Example: v=DMARC1; p=quarantine; rua=mailto:[email protected]; ruf=mailto:[email protected]; pct=100;

5. Click on Save to save changes. Cloudflare may take some time to process these changes.

Editing and Deleting Cloudflare DMARC Records

To edit and delete DMARC record entries for Cloudflare or any DNS records on Cloudflare: 

1. Login to Cloudflare 

2. Select your account and domain 

3. Select DNS > Records 

4. Click on Edit to edit the record of your choice and then you can either continue to edit or click Delete to delete the record entry.

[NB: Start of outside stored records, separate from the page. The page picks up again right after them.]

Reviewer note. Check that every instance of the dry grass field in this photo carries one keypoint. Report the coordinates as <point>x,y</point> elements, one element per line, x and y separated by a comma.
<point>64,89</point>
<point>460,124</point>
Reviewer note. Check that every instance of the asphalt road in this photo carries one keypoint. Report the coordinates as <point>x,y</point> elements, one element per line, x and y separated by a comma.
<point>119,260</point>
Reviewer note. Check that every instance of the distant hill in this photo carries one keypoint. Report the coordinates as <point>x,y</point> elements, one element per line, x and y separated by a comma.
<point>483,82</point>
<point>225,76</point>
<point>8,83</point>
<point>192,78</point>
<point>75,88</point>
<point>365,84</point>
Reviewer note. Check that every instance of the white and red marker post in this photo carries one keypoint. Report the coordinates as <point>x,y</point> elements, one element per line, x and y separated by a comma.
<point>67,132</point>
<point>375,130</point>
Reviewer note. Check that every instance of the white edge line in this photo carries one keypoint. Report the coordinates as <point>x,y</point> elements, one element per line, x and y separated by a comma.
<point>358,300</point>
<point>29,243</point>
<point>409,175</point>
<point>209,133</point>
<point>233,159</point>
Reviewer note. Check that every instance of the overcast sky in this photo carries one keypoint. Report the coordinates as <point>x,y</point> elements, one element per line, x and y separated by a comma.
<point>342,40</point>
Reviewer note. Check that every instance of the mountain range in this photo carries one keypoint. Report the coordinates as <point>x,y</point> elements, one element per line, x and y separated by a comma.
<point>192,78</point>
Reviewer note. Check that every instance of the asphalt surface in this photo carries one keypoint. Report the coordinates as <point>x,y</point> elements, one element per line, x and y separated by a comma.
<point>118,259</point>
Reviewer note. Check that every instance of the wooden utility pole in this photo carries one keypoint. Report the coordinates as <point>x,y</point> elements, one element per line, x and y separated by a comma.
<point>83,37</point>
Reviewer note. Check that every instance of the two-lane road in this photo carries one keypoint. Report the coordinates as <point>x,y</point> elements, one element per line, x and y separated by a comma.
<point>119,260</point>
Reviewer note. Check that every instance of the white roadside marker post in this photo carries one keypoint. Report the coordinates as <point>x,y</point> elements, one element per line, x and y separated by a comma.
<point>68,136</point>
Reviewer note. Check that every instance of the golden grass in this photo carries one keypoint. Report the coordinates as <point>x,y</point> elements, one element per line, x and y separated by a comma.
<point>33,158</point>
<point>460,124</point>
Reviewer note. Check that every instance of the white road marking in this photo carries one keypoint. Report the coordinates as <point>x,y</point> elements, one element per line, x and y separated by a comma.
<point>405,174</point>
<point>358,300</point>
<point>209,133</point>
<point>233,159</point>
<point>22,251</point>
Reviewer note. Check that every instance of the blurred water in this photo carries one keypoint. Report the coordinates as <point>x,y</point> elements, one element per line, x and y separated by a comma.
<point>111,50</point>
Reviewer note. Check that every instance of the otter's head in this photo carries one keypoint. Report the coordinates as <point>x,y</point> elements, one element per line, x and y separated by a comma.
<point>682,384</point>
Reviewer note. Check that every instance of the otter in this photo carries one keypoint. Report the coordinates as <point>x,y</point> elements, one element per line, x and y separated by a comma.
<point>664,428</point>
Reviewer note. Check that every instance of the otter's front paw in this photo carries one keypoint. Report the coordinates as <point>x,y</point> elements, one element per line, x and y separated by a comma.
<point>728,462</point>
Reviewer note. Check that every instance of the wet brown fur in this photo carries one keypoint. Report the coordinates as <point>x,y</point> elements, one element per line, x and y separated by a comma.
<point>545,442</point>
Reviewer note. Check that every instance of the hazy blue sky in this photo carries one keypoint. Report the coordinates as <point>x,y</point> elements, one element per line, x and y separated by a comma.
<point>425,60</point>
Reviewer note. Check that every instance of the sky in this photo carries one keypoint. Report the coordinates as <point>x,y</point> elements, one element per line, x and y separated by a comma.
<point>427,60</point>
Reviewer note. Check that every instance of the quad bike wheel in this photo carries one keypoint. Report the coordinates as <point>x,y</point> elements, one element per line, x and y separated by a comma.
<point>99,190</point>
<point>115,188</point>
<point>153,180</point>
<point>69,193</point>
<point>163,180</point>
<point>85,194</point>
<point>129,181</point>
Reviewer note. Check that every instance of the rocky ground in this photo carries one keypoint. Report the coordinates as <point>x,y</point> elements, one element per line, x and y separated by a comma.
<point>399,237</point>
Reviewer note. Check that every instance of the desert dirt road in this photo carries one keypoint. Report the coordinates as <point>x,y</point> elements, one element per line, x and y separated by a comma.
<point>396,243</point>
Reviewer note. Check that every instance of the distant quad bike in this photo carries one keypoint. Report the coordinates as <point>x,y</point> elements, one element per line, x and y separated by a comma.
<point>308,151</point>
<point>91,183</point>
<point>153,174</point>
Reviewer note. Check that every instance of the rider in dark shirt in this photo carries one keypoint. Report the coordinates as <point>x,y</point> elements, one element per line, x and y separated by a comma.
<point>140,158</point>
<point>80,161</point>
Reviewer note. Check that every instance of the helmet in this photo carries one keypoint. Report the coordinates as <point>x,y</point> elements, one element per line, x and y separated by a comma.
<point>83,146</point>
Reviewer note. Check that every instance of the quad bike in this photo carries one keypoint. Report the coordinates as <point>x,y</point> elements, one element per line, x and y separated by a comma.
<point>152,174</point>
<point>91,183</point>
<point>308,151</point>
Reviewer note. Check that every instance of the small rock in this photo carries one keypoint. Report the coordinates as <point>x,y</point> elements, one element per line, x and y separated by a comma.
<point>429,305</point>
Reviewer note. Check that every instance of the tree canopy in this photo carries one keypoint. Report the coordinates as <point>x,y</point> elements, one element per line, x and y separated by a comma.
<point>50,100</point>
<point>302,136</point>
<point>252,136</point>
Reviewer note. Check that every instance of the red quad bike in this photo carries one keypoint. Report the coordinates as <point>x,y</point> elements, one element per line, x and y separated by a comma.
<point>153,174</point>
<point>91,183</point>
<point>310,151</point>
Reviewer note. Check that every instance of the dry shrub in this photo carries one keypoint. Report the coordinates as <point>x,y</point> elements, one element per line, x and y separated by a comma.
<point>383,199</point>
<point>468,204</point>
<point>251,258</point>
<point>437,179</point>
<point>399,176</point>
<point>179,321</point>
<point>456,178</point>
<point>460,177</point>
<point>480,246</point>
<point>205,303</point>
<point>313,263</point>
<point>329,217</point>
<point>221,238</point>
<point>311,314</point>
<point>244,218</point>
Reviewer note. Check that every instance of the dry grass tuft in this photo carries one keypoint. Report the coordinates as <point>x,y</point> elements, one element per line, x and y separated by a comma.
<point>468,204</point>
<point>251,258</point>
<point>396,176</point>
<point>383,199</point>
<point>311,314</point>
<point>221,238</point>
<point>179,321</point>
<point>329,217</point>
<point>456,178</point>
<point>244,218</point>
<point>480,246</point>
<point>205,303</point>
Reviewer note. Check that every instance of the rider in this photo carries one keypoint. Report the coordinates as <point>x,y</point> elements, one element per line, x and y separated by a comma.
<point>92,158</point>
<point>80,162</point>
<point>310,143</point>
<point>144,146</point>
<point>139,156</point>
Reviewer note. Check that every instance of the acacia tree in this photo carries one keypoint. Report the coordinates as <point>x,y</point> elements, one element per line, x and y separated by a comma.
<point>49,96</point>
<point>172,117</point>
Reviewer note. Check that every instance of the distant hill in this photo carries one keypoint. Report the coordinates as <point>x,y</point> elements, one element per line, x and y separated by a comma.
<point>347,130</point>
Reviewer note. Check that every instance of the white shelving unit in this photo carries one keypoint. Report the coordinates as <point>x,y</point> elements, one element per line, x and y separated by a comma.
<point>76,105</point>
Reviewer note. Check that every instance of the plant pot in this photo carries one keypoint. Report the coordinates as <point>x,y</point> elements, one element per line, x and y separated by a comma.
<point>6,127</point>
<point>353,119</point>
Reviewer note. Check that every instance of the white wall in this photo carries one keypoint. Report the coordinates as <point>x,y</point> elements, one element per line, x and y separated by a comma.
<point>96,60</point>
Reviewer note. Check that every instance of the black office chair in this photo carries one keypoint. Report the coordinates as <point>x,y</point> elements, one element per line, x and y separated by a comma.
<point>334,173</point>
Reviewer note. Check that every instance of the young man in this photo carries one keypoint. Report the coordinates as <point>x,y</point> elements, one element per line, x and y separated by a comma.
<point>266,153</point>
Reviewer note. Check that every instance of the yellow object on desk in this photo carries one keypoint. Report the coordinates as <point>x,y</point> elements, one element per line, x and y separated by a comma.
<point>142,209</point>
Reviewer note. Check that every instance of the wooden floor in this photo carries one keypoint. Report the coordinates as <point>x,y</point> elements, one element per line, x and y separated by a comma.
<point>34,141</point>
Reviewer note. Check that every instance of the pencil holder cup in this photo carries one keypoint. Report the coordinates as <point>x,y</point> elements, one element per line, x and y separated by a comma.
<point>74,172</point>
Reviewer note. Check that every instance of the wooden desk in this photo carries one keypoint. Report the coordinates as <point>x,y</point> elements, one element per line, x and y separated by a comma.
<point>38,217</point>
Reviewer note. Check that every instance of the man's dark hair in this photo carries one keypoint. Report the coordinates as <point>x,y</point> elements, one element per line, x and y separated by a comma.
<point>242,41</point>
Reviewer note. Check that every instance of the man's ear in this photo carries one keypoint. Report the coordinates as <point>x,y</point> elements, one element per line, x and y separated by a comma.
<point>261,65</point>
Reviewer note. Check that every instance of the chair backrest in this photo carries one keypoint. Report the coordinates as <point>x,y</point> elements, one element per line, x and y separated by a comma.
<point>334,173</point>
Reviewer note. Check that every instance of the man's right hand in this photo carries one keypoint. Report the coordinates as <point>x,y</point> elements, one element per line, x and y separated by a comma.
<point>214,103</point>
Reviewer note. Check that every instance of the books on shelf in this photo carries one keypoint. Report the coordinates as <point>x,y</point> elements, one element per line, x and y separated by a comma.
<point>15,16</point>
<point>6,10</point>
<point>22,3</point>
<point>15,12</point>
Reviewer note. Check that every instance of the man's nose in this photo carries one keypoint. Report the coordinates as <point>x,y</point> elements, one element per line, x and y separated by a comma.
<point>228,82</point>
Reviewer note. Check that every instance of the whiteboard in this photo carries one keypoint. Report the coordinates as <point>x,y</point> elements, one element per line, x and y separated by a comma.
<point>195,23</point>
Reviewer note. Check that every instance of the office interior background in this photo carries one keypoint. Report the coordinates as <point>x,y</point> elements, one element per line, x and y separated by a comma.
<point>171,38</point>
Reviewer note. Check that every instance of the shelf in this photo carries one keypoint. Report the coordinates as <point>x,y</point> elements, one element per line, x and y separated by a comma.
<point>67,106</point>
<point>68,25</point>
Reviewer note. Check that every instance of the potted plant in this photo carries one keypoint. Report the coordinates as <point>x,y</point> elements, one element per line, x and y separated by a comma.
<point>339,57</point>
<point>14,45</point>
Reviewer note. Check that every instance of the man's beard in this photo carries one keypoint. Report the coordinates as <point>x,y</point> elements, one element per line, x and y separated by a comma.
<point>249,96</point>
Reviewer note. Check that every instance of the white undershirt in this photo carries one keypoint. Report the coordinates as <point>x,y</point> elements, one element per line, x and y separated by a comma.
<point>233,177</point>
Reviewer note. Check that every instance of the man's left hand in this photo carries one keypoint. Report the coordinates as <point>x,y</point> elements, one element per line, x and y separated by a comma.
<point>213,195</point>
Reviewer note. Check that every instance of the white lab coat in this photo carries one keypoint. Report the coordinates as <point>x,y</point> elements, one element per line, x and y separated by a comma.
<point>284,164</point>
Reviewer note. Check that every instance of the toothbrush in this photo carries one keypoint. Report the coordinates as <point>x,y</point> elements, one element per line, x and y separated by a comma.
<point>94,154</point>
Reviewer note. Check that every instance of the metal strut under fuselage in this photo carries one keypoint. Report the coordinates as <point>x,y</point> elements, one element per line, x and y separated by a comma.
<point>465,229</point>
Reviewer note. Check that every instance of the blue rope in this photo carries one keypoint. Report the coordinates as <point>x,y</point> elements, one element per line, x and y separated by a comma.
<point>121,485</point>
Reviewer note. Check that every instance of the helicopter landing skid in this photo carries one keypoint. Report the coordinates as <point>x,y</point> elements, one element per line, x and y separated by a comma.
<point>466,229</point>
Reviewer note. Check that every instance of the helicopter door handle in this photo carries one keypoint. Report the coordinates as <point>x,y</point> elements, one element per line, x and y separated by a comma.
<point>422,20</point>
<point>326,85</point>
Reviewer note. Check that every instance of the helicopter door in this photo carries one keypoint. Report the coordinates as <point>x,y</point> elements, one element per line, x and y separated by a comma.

Confirm your deletion by clicking on Delete again

5.Click on Save to save your changes 

How to Add SPF Records to Cloudflare

To add an SPF record to your Cloudflare DNS, follow the steps below: 

1. Log in to Cloudflare

Cloudflare DMARC

2. Select your account and domain.

3. Navigate to DNS > Add Record.

4. Keep this page open and sign up with PowerDMARC for free to access our SPF record generator tool. Use this tool to create an SPF record and copy the record syntax.

Cloudflare DMARC

Make sure you are authorizing all your legitimate email sending sources in your SPF record. You can also authorize your third-party email vendors (eg. SendGrid, Google, etc) using the “include” mechanism.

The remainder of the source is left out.